J. Hoberman in the NYRB blog:
The Autobiography of Nicolae Ceauşescu, which had its world premiere at Cannes last month and will be turning up at other film festivals this fall, is an example of what the radical Soviet documentarian Dziga Vertov called a “film object.”
Culled from a thousand hours of archival footage and four years in the making, this unconventional documentary assembled by the émigré Romanian film-essayist Andrei Ujică is a three-hour immersion in a totalitarian leader’s official reality. Ceauşescu’s Romania, the Eastern bloc’s most brutally destructive regime, is remembered for its systematic repression, its failed industrialization, and its pervasive police state—including a disastrous ban on contraception that produced a culture of clandestine abortions and horrific orphanages. None of this appears explicitly in the film. Instead, Ujică shows Ceauşescu’s public image as fabricated by (and for) the dictator himself during the course of his catastrophic 25-year reign.
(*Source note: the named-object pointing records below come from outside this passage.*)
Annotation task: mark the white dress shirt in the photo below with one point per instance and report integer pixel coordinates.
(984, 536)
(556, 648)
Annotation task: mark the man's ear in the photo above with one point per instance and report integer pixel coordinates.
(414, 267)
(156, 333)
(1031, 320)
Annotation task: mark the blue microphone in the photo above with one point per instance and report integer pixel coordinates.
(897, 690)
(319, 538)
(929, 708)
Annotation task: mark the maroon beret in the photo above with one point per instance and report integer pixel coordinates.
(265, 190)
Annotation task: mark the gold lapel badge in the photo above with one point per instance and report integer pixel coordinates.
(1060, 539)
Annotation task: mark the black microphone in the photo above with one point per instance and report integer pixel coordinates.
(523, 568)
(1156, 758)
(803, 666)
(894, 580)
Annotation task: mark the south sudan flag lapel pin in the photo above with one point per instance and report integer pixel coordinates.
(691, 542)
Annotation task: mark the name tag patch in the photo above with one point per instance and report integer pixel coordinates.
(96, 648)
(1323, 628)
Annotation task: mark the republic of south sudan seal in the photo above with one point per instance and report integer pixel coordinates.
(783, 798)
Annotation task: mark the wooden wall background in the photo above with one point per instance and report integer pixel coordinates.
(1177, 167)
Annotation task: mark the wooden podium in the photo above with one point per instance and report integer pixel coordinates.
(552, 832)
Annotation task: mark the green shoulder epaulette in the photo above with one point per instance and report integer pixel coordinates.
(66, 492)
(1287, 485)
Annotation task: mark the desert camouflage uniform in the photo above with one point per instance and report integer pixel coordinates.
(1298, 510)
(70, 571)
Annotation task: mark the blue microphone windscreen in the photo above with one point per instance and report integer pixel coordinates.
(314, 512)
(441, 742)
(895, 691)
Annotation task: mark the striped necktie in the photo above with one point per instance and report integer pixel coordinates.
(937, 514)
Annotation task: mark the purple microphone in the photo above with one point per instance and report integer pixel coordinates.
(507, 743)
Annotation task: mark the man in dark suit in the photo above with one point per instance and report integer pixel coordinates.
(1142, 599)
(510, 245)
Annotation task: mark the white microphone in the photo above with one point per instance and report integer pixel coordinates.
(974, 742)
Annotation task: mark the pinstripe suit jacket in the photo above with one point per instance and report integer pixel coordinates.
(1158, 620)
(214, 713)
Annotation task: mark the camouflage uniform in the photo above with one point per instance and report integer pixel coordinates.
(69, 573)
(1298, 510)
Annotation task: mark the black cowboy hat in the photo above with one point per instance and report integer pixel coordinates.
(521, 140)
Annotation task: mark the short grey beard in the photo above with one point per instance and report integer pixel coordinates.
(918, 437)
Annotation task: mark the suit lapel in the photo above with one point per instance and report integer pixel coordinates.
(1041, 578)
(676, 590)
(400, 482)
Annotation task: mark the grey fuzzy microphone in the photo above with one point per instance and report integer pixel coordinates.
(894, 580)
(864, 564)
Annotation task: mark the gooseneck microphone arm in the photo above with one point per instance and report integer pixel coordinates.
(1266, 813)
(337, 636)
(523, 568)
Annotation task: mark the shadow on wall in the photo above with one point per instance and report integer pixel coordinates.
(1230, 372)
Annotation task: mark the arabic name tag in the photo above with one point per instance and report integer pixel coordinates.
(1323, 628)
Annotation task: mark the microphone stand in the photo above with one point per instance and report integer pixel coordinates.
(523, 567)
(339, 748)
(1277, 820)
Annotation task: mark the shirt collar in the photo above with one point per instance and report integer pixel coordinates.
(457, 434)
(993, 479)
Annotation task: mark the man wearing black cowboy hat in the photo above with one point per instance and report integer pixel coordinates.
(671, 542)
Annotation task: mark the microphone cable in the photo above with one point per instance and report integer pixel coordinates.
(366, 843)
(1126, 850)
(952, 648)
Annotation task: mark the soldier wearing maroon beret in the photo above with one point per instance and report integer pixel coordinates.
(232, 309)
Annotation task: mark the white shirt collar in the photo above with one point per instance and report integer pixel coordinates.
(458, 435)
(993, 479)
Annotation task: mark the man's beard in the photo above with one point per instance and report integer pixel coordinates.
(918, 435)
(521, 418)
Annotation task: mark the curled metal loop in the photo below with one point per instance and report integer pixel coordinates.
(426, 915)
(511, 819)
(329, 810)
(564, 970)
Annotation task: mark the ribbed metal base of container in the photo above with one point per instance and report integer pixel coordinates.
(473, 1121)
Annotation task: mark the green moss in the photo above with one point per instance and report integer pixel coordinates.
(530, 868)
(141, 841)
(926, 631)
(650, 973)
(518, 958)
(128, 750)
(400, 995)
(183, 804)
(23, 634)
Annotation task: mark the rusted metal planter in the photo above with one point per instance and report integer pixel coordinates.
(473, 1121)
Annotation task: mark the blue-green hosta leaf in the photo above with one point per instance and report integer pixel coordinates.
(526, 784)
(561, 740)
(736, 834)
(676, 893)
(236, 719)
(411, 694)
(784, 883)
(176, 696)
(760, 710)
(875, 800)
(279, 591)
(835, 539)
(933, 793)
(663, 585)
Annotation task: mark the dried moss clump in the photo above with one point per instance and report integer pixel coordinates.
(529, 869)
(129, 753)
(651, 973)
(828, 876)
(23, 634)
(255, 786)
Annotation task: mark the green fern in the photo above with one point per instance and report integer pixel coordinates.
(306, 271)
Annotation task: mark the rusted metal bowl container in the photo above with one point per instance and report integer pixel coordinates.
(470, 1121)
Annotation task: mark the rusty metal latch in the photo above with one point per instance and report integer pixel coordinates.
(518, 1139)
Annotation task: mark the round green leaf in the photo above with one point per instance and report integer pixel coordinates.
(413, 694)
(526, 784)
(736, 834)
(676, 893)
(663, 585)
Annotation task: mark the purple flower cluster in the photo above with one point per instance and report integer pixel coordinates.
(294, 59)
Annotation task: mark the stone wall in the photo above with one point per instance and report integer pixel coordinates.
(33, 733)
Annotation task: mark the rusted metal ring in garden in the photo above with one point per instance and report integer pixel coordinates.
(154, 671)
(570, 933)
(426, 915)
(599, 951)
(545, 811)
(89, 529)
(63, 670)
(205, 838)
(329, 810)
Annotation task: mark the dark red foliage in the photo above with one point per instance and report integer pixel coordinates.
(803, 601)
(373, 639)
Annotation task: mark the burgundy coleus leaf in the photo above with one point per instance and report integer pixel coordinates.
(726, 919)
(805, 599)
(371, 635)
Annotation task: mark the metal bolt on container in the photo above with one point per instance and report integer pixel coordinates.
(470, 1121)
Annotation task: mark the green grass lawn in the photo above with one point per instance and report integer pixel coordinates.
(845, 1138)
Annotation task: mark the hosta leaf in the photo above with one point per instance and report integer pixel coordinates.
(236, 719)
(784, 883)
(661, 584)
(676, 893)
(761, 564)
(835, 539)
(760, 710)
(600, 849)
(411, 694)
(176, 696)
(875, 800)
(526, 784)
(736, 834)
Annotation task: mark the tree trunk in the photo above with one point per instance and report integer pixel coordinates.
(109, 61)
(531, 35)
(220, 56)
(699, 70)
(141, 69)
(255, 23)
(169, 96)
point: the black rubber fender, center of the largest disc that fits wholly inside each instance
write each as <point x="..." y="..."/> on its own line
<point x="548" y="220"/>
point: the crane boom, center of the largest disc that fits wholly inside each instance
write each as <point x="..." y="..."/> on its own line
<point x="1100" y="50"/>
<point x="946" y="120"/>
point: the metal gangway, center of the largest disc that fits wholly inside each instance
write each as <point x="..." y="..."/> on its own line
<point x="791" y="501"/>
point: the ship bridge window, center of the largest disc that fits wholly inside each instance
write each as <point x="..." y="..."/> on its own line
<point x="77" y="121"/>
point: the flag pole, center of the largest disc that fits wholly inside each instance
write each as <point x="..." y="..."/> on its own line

Much of the material was shot without sound—only the speeches included an audio component—and Ujică shows the footage largely as found, often in the form of unedited rushes, in Romania’s National Film and National Television archives. There’s neither annotation nor voiceover commentary, although the filmmaker does intermittently add naturalistic sound effects—and, at one point, a slyly-chosen pop song, so that a gaggle of fashionable young Romanians can be seen dancing the Twist to the 1965 rockabilly hit “I Fought the Law and the Law Won.”